How CloudWatch logging works for sensitive data discovery jobs

When you start running sensitive data discovery jobs, Amazon Macie automatically creates and configures the appropriate resources in Amazon CloudWatch Logs to log events for all of your jobs. Macie then publishes event data to those resources automatically when your jobs run. The permissions policy for the Macie service-linked role for your account allows Macie to perform these tasks on your behalf. You don't need to take any steps to create or configure resources in CloudWatch Logs or log event data for your jobs.

In CloudWatch Logs, logs are organized into log groups. Each log group contains log streams. Each log stream contains log events. The general purpose of each of these resources is as follows:

  • A log group is a collection of log streams that share the same retention, monitoring, and access control settings—for example, the collection of logs for all of your sensitive data discovery jobs.

  • A log stream is a sequence of log events that share the same source—for example, an individual sensitive data discovery job.

  • A log event is a record of an activity that was recorded by an application or resource—for example, an individual event that Macie recorded and published for a particular sensitive data discovery job.

Macie publishes events for all of your sensitive data discovery jobs to one log group. Each job has a unique log stream in that log group. The log group has the following prefix and name:

/aws/macie/classificationjobs

If this log group already exists, Macie uses it to store log events for your jobs. This can be helpful if your organization uses automated configuration, such as AWS CloudFormation, to create log groups with predefined retention periods, encryption settings, tags, metric filters, and so on, for job events.

If this log group doesn't exist, Macie creates it with the default settings that CloudWatch Logs uses for new log groups. The settings include a log retention period of Never Expire, which means that CloudWatch Logs stores the logs indefinitely. You can change the retention period for the log group. To learn how, see Working with log groups and log streams in the Amazon CloudWatch Logs User Guide.

Within this log group, Macie creates a unique log stream for each job that you run, the first time that the job runs.

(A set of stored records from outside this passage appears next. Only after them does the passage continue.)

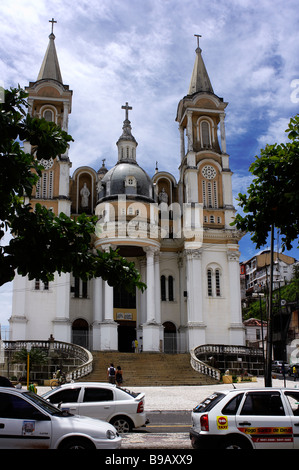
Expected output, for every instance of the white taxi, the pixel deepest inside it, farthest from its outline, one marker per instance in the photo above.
(266, 418)
(27, 421)
(120, 407)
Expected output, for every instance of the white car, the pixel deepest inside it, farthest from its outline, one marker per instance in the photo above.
(27, 421)
(266, 418)
(123, 409)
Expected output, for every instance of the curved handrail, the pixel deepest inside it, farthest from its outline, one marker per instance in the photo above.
(204, 368)
(73, 350)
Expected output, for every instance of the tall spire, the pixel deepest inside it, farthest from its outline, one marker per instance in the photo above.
(127, 143)
(50, 67)
(200, 80)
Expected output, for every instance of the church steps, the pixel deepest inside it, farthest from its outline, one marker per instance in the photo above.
(148, 369)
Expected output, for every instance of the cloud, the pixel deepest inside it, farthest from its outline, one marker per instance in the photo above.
(113, 51)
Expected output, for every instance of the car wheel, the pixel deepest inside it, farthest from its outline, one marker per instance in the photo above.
(234, 442)
(77, 443)
(122, 424)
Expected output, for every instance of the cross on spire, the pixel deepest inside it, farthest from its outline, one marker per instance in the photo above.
(127, 108)
(52, 21)
(197, 36)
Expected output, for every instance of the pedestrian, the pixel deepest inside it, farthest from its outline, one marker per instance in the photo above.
(32, 388)
(5, 382)
(19, 384)
(119, 376)
(111, 373)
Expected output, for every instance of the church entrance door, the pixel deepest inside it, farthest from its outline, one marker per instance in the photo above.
(126, 335)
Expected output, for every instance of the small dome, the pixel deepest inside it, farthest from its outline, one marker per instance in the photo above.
(126, 178)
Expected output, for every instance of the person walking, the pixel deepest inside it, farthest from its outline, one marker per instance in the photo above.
(119, 376)
(111, 373)
(295, 373)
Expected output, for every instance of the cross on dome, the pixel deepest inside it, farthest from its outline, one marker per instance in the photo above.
(197, 36)
(127, 108)
(52, 21)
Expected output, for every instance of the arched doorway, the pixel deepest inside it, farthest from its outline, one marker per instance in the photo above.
(124, 305)
(170, 338)
(80, 333)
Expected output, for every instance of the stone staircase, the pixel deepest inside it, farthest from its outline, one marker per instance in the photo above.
(148, 369)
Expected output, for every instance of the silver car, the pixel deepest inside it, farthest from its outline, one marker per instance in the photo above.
(27, 421)
(120, 407)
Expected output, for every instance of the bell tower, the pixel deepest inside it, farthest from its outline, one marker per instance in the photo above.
(50, 99)
(211, 248)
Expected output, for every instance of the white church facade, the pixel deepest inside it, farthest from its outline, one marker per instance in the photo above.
(177, 233)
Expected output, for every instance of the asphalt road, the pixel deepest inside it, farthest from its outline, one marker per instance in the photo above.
(167, 422)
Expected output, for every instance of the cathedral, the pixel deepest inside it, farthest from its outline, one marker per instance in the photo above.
(177, 233)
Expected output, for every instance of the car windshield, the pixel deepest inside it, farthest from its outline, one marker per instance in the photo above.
(209, 402)
(133, 394)
(44, 405)
(50, 392)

The name of the log stream is the unique identifier for the job, such as 85a55dc0fa6ed0be5939d0408example, in the following format:

/aws/macie/classificationjobs/85a55dc0fa6ed0be5939d0408example

Each log stream contains all the log events that Macie recorded and published for the corresponding job. For periodic jobs, this includes events for all of the job's runs. If you delete the log stream for a periodic job, Macie creates the stream again the next time that the job runs. If you delete the log stream for a one-time job, you can't restore it.

Note that logging is enabled by default for all of your jobs. You can't disable it or otherwise prevent Macie from publishing job events to CloudWatch Logs. If you don't want to store the logs, you can reduce the retention period for the log group to as little as one day. At the end of the retention period, CloudWatch Logs automatically deletes expired event data from the log group.